Sensitivity Analysis for Primary Outcome, Mean Difference in Change in Creatinine
| Subgroups of Studies | Studies Included | Estimated Mean Difference in ΔCr (mg/dl) | 95% CI | P Homogeneity* |
|---|---|---|---|---|
| Studies included in meta-analysis | 1–4,6–9 | −0.27 | −0.43 to −0.11 | <.01 |
| High baseline Cr (Cr ≥2.0) | 3,4,8,9 | −0.36 | −0.63 to −0.09 | <.01 |
| Low baseline Cr (Cr<2.0) | 1,2,6,7 | −0.18 | −0.36 to 0.00 | .02 |
| High mean contrast volume (vol ≥150 ml) | 2,6,7 | −0.20 | −0.45 to 0.06 | .01 |
| Low mean contrast volume (vol<150 ml) | 1,3,4,9 | −0.38 | −0.62 to −0.14 | <.01 |
| High mean percentage with diabetes (≥50%) | 3,6 | −0.46 | −0.59 to −0.33 | .29 |
| Low mean percentage with diabetes (<50%) | 1,2,7–9 | −0.20 | −0.40 to 0.00 | <.01 |
| Studies using 0.9 NS for hydration | 1,2 | −0.15 | −0.31 to 0.01 | .96 |
| Studies using 0.45 NS for hydration | 3,4,6–9 | −0.31 | −0.51 to −0.10 | <.01 |
| All studies reporting mean difference† | 1–4,6–10,12,15 | −0.28 | −0.43 to −0.13 | <.01 |
| Randomized, placebo-controlled† | 1,3,4,6,9 | −0.39 | −0.56 to −0.22 | .01 |
| Studies using oral NAC formulation | 1,3–9 | −0.29 | −0.46 to −0.11 | <.01 |
| Studies using intra-arterial contrast | 1–8 | −0.22 | −0.38 to −0.06 | <.01 |
*
Heterogeneity is present when P<.1.
†
Analysis includes excluded studies.
Cr, creatinine; NAC, N-acetylcysteine; NS, normal saline; CI, confidence interval.
Mean difference change in creatinine, NAC versus placebo.
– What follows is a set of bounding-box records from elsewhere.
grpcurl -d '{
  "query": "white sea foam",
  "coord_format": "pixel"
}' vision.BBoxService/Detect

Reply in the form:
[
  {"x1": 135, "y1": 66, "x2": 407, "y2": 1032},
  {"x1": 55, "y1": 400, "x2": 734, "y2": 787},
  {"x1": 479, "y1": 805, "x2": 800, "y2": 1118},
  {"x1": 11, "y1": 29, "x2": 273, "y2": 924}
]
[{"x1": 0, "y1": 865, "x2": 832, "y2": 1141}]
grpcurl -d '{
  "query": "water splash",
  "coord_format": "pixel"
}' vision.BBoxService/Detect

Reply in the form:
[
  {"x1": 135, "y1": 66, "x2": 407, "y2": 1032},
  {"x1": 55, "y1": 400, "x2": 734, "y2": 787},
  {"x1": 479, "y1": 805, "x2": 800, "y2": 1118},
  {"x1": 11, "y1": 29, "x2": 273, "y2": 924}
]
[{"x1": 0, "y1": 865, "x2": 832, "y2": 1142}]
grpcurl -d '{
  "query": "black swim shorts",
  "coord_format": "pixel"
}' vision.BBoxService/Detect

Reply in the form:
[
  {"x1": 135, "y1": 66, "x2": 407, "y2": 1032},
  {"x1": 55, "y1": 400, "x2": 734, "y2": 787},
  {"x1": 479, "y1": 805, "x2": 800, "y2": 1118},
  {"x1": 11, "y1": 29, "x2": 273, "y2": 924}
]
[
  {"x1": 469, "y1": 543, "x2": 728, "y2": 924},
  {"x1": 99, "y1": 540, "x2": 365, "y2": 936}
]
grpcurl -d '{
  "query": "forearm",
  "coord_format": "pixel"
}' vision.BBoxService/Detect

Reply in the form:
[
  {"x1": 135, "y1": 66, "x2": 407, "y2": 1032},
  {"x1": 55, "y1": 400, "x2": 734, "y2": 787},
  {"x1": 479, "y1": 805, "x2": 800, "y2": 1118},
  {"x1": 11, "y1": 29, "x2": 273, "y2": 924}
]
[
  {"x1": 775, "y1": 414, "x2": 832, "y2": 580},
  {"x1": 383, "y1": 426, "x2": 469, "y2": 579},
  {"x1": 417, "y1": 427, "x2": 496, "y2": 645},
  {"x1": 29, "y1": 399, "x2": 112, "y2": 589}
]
Calculations were done using a random effects model. Study numbers are referenced from Table 1. The quality of studies was not included in the sensitivity analysis because only 1 study fit criteria for high quality. Studies using high doses of oral NAC were not analyzed because only 1 study fit criteria for high-dose oral NAC.